Task input and output#

The Union.ai workflow engine automatically manages the passing of data from task to task, and to the workflow output.

This mechanism relies on on enforcing strong typing of task function parameters and return values. This enables the workflow engine to efficiently marshall and unmarshall values from one task container to the next.

The actual data is temporarily stored in Union.ai’s internal object store within your data plane (AWS S3, Google Cloud Storage, or Azure Blob Storage, depending on your cloud provider).

Metadata and raw data#

Union.ai distinguishes between the metadata and raw data.

Primitive values (int, str, etc.) are stored directly in the metadata store, while complex data objects (pandas.DataFrame, FlyteFile, etc.) are stored by reference, with the reference pointer in the metadata store and the actual data in the raw data store.

Metadata store#

The metadata store is located in the dedicated Union.ai object store in your data plane. Depending on your cloud provider, this may be an AWS S3, Google Cloud Storage, or Azure Blob Storage bucket.

This data is accessible to the control plane. It is used to run and manage workflows and is surfaced in the UI.

Raw data store#

The raw data store is, by default, also located in the dedicated Union.ai object store in your data plane.

However, this location can be overridden per workflow or per execution using the raw data prefix parameter.

The data in the raw data store is not accessible to the control plane and will only be surfaced in the UI if your code explicitly does so (for example, in a Flyte Deck).

For more details, see Understand How Flyte Handles Data.

Changing the raw data storage location#

There are a number of ways to change the raw data location:

When registering your workflow:
- With uctl register, use the flag --files.outputLocationPrefix.
- With union register, use the flag --raw-data-prefix.
At the execution level:
- In the UI, set the Raw output data config parameter in the execution dialog.

These options change the raw data location for all large types (FlyteFile, FlyteDirectory, DataFrame, any other large data object).

If you are only concerned with controlling where raw data used by FlyteFile or FlyteDirectory is stored, you can set the remote_path parameter in your task code when initializing objects of those types.

Setting up your own object store#

By default, when Union.ai marshalls values across tasks, it stores both metadata and raw data in its own dedicated object store bucket.
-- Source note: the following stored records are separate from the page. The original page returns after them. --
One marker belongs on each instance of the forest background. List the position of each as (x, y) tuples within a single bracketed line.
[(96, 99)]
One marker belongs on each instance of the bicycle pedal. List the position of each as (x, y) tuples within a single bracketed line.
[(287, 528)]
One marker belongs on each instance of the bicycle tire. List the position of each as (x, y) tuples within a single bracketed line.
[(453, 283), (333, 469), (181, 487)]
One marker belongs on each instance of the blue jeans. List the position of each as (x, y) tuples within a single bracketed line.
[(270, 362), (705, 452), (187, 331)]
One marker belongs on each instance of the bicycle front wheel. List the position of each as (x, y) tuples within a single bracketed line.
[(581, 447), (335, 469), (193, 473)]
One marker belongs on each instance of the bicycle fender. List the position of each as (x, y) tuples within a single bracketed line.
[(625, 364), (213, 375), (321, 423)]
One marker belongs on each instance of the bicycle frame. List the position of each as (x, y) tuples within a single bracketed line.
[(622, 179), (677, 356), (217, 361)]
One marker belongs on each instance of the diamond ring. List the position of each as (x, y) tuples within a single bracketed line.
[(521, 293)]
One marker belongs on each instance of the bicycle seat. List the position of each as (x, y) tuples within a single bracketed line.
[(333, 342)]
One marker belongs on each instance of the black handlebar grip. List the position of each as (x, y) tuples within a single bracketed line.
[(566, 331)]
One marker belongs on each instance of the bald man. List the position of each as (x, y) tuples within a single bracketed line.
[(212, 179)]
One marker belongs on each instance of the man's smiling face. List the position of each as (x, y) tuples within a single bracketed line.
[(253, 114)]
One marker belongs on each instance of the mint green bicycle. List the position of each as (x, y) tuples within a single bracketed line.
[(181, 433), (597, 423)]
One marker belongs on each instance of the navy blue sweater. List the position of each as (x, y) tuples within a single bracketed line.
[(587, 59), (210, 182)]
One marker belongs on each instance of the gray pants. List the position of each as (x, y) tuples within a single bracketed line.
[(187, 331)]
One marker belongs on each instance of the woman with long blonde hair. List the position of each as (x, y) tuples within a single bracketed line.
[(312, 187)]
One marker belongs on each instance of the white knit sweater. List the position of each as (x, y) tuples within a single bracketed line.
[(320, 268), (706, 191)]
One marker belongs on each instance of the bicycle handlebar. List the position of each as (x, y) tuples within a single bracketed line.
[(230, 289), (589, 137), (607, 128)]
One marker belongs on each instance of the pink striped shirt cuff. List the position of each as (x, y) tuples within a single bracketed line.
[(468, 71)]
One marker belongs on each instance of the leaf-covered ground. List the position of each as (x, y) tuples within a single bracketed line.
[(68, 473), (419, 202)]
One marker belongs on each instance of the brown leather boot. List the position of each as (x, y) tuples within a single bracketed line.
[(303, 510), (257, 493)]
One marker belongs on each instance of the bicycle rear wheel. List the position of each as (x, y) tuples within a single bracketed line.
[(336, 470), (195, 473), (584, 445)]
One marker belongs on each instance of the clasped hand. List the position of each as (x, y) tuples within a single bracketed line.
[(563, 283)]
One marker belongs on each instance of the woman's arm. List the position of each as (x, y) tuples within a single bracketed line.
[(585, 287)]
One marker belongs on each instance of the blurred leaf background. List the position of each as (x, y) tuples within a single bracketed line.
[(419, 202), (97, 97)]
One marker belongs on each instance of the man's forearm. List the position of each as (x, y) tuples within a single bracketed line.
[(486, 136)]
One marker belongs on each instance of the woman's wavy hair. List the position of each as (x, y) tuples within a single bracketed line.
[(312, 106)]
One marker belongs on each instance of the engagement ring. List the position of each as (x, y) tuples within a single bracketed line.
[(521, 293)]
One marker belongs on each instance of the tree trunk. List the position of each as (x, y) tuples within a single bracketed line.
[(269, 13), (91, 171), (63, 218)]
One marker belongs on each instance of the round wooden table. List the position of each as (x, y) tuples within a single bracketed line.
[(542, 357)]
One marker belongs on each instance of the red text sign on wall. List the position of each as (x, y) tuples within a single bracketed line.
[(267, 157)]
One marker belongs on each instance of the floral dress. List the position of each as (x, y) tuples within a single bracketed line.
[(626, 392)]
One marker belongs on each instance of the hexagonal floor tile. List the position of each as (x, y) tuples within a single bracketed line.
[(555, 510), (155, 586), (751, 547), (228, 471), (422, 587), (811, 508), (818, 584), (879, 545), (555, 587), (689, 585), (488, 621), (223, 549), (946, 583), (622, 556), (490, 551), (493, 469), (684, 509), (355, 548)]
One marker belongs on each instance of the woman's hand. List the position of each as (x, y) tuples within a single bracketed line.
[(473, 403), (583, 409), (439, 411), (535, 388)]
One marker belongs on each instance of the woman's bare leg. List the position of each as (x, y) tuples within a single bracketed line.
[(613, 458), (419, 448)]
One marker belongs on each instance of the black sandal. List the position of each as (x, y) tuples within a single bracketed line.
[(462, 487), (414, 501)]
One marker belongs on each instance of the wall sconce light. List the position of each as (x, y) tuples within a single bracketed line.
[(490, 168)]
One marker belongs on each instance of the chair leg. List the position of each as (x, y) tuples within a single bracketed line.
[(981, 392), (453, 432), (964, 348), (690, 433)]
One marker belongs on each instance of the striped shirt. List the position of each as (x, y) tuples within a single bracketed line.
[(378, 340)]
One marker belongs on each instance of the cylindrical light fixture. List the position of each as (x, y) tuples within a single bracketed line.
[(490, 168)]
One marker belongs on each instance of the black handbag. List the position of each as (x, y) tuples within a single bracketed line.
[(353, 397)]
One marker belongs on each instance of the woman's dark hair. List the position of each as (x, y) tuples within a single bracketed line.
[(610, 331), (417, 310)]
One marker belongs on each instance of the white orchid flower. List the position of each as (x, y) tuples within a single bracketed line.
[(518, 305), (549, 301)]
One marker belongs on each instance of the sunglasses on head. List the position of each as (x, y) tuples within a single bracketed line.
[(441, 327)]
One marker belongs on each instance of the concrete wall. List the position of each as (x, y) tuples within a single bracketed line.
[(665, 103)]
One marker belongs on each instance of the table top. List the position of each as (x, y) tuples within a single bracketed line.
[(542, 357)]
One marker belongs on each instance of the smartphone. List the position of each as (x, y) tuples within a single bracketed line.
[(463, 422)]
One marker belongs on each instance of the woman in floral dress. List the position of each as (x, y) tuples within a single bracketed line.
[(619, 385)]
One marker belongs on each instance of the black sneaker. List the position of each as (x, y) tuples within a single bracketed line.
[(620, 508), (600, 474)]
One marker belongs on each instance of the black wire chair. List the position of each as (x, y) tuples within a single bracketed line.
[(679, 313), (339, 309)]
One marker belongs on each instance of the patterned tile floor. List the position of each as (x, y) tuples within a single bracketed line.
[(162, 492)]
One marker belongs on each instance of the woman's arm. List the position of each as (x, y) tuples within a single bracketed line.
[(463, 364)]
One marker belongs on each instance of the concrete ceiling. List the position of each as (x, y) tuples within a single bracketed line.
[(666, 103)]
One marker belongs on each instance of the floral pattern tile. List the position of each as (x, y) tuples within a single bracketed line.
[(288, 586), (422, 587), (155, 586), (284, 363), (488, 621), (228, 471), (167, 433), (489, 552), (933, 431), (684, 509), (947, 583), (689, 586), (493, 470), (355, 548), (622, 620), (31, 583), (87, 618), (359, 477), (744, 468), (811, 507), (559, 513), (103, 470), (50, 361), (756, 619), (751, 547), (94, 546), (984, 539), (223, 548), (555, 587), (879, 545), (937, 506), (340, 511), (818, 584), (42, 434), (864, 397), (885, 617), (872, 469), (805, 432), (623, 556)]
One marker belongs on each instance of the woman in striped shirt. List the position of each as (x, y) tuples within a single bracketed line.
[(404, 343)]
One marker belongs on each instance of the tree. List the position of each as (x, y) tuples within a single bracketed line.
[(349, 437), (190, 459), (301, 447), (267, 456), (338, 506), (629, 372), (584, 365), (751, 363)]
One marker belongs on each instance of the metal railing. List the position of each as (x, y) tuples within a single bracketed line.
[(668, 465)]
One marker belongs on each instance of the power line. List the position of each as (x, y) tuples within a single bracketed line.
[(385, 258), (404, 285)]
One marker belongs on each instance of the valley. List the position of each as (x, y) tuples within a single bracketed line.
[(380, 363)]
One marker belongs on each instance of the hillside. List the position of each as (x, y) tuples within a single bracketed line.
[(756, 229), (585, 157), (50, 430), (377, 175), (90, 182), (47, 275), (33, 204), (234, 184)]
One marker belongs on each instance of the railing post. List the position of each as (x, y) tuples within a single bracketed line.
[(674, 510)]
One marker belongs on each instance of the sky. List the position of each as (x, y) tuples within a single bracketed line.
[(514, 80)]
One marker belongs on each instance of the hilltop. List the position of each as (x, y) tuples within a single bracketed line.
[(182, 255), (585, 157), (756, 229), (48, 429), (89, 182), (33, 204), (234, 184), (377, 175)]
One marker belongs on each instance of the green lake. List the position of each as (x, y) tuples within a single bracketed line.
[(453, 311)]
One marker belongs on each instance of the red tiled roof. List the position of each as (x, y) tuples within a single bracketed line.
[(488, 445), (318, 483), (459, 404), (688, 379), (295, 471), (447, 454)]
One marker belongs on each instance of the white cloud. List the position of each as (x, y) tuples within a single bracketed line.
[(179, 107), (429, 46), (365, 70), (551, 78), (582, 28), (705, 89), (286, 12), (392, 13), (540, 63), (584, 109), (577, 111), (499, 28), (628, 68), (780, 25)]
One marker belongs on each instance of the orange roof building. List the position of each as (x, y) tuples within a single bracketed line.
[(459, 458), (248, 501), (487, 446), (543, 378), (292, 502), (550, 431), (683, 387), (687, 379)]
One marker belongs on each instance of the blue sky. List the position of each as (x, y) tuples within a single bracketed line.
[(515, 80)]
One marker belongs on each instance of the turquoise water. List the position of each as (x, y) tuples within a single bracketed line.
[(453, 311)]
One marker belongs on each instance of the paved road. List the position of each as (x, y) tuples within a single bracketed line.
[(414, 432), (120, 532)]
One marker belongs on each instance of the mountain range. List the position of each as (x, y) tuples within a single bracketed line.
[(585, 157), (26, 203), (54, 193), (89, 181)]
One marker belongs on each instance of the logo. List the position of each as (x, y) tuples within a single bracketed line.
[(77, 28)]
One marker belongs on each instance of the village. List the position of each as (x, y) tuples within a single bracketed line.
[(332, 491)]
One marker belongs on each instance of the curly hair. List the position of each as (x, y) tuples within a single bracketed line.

While this bucket is located in your Union.ai BYOC data plane and is therefore under your control, it is part of the Union.ai implementation and should not be accessed or modified directly by your task code.

When changing the default raw data location, the target should therefore be a bucket that you set up, separate from the Union.ai-implemented bucket.

For information on setting up your own bucket and enabling access to it, see Enabling AWS S3, Enabling Google Cloud Storage, or Enabling Azure Blob Storage, depending on your cloud provider.